Jóvenes que, sin saber qué hacer o a dónde dirigirse después de confirmar el embarazo no deseado se ponían en manos de charlatanes que les cobraban miles de pesos y muchas veces acababan con su salud o con su vida. Mujeres casadas, apergolladas por la pobreza y la falta de oportunidades. Madres solteras, quienes además sobrellevan la etiqueta -al igual que las divorciadas- de estar “disponibles”.
Universitarias que deciden no cargar con la responsabilidad de un hijo por no estar dispuestas a renunciar a sus sueños y a su futuro.
Son muchas las razones por las cuales se debía despenalizar el aborto. Ahora falta que las instituciones de salud atiendan de manera gratuita a las mujeres que lo soliciten, sin preguntas ni maltratos. Quizá haya muchos médicos que por razones de conciencia se nieguen, pero ojalá algún día haya una zona específica en los hospitales donde trabajen médicos preparados psicológicamente para aceptar el reto.
Por lo demás, despenalizar el aborto y más adelante proveerlo como un servicio más del sector salud no sólo implicó votar a favor de la responsabilidad y la autonomía de las mujeres sobre su cuerpo; también representó votar por la Tierra, por la conservación de los recursos, por la vida de quienes ya están aquí y necesitan desarrollarse. Tal vez, siendo optimistas, detener la gestación de niños que acaban tirados en la calle o en la basura pueda también remover en algo la miseria, la violencia en las calles, el hambre que se intenta mitigar con el chemo y las drogas adulteradas.
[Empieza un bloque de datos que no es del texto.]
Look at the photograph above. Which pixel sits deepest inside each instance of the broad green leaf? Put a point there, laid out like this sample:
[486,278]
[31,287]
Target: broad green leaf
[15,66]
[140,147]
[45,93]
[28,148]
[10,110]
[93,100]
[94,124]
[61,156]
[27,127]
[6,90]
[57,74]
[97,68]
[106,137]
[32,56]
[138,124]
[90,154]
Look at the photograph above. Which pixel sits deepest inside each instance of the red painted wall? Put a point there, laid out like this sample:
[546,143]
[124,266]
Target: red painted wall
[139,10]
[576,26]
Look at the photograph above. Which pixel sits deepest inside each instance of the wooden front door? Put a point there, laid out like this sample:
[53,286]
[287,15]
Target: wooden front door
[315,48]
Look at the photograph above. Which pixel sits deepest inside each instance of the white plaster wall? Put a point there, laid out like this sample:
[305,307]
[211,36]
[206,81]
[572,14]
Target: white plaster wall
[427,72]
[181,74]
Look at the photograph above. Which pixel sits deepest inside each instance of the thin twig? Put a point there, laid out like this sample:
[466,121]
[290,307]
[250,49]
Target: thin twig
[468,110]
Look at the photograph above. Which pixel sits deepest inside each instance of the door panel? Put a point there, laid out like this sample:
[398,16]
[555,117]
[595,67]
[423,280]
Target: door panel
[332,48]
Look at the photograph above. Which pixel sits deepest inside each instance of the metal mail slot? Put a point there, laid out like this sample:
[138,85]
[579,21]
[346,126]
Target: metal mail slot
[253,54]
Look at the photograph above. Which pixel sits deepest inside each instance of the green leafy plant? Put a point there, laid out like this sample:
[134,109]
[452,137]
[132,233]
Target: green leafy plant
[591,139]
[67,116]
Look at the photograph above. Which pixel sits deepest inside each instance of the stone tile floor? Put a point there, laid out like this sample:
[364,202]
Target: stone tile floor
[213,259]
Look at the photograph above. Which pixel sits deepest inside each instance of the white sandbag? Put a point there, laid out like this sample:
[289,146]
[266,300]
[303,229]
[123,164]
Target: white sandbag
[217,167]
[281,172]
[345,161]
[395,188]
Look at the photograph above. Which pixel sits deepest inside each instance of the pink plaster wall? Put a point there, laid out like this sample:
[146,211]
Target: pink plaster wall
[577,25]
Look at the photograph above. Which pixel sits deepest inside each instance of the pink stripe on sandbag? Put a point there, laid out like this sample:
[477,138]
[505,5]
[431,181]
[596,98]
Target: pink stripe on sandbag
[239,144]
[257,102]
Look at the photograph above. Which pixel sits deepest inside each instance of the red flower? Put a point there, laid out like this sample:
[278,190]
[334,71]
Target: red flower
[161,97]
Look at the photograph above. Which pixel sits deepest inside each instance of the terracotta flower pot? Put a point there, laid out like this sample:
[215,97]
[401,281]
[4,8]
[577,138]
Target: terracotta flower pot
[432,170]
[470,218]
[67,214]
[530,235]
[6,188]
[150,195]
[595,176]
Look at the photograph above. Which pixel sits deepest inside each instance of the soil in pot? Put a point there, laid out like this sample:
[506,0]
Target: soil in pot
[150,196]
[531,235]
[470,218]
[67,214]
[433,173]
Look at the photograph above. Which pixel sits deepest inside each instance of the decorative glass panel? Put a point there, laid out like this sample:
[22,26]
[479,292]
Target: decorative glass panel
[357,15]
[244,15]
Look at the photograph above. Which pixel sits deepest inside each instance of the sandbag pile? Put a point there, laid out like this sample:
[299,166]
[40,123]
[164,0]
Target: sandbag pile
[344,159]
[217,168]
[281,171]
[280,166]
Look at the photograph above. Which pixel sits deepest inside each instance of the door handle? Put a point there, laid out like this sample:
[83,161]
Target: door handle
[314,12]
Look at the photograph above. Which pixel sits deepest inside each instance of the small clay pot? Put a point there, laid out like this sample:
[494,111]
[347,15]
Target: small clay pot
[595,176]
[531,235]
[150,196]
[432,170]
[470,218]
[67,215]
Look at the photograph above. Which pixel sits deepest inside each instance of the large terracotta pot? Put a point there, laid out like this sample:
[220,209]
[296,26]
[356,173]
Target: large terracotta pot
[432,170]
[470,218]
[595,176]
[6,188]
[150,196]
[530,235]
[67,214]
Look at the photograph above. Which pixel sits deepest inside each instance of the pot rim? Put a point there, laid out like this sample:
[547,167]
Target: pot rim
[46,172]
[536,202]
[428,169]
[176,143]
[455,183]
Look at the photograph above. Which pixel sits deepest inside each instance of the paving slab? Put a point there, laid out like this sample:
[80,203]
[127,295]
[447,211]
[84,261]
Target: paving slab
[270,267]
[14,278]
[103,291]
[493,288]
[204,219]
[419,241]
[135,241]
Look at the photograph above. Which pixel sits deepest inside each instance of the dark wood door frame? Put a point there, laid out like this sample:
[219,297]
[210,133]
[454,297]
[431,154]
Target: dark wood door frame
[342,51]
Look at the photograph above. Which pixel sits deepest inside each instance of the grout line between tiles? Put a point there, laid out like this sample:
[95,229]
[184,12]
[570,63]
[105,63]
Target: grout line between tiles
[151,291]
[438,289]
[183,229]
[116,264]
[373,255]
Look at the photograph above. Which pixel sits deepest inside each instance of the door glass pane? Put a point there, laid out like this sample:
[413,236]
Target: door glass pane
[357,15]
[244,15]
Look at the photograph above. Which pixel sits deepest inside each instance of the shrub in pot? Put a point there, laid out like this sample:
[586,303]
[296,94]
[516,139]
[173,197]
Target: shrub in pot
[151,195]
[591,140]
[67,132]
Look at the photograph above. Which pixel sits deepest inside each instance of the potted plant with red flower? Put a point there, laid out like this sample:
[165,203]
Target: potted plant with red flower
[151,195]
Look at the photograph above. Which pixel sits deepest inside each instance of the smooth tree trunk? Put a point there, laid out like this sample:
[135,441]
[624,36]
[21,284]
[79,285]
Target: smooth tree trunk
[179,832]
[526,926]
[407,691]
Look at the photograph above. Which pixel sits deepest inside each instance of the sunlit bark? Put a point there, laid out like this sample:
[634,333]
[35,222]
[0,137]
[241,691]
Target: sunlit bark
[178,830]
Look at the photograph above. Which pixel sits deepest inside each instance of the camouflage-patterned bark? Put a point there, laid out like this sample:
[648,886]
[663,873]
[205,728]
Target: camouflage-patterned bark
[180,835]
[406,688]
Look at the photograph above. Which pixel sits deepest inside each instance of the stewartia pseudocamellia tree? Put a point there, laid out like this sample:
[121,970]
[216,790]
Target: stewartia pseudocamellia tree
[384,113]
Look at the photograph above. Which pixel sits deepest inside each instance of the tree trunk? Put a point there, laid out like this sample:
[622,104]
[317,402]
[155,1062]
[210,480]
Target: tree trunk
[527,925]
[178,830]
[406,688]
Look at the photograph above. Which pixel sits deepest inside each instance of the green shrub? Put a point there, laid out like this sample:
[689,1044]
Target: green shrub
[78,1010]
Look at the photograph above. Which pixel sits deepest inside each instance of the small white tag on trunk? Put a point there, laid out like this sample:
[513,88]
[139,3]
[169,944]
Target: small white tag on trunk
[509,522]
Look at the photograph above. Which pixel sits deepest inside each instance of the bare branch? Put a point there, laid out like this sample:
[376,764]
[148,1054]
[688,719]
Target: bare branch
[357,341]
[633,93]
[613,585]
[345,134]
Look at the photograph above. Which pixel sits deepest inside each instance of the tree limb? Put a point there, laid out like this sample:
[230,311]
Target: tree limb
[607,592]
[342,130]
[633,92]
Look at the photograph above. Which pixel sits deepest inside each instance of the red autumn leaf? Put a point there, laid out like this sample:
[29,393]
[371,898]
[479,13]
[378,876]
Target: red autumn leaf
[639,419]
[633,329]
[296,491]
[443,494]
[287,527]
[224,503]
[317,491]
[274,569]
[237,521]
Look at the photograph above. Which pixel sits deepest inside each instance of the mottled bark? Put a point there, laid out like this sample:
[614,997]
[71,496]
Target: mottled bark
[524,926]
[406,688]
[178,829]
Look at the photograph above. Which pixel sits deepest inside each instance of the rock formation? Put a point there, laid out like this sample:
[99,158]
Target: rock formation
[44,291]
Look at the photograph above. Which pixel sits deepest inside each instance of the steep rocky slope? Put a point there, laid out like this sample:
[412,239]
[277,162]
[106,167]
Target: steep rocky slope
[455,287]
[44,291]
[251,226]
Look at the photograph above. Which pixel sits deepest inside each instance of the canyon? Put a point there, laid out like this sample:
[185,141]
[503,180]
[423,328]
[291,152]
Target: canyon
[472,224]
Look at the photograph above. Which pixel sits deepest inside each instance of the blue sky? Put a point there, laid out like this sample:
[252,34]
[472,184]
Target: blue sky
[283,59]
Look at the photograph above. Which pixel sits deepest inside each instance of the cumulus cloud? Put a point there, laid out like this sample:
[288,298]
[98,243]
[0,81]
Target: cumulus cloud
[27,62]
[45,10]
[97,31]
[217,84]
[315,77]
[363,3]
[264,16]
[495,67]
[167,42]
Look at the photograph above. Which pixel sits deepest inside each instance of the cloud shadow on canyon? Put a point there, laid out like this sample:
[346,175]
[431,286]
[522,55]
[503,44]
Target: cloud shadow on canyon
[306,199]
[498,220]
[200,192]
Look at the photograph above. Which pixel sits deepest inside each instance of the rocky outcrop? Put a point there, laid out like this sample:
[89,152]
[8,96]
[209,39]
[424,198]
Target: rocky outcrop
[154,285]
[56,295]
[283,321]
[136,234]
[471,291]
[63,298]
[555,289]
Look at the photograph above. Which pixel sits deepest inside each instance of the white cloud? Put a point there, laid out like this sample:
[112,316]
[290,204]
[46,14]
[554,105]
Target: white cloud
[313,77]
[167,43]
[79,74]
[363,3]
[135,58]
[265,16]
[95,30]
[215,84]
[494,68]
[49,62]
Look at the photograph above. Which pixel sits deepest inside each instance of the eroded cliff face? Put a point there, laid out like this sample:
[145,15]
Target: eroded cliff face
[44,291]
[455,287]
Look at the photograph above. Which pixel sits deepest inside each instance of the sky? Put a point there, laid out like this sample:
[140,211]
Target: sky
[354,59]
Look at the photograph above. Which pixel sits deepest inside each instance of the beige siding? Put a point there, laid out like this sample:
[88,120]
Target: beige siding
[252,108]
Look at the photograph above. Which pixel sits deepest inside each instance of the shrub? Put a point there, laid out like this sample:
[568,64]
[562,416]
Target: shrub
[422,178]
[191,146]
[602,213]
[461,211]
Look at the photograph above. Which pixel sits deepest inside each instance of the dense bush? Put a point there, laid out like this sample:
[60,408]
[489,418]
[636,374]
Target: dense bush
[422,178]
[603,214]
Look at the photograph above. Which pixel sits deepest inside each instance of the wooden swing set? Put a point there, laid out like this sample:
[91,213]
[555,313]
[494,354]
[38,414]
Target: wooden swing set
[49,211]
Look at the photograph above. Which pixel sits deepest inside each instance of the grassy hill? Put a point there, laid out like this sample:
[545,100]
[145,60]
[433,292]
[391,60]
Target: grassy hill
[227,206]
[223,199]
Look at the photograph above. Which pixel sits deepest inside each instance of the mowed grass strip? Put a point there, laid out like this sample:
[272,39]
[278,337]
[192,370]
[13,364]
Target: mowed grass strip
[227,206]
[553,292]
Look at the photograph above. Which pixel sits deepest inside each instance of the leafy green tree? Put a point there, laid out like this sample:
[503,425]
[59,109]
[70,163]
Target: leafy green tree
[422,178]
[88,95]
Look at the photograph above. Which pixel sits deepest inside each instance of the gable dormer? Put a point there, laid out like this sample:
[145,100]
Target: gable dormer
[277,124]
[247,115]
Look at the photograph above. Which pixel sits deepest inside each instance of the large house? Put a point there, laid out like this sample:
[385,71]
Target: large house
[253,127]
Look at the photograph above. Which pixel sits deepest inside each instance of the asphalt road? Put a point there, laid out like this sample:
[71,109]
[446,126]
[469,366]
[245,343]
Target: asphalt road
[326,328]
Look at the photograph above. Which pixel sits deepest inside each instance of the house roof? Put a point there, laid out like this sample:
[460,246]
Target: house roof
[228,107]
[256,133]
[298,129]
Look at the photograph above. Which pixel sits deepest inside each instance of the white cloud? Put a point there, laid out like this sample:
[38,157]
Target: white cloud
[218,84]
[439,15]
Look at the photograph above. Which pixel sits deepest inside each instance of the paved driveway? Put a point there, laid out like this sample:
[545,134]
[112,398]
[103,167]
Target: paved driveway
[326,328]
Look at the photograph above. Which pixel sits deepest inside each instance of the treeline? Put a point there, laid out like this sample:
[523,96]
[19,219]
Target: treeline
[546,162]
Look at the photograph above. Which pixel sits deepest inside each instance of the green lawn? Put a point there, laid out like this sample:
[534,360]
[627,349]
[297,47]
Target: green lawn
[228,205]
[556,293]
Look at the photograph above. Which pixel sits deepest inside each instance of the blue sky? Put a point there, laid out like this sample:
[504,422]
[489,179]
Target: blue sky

Pienso en todos esos grupos de rezanderos a los cuales se les está quitando en estos momentos su injerencia en asuntos tan personales: ¿qué más se les estará quitando? Muchos de ellos son dueños de clínicas pequeñas. O de farmacias. O tienen escuelas. Guarderías. Pero, y de eso estoy segura, ninguno se encarga de atender las necesidades de una mujer pobre a la que condena a priori por interrumpir voluntariamente su embarazo. Tampoco se hace cargo del bebé.
Son buenos para dar consejos. Para invitar al rezo y al arrepentimiento. Dicen que el alma se instala en el embrión en el momento mismo de la concepción. Le tienen mucho respeto al misterio del embarazo. Mientras, sigue sin importarles el sufrimiento de quien atraviesa por el peor momento de su vida.
Tampoco es que les importe mucho su propia huella de carbono, ni la de sus hijos y nietos. El planeta está en una fase de degradación que ya resulta imposible negar. Las ciudades crecen a ritmo de caos. Cada vez hay más necesidad de vivienda, de agua, de comida. En ese panorama, es fácil prever que el ser humano que llega al mundo sin ser deseado tendrá una muy mala calidad de vida, si no muere antes, ya nacido, en el interior de un contenedor de basura o molido a golpes o intoxicado por quien lo alquila para pedir limosna en las calles.
Gracias a todas las luchadoras que nunca se rindieron. A las jóvenes que con su pañuelo verde al cuello han pasado a formar parte indiscutible de la historia de las mujeres de Puebla.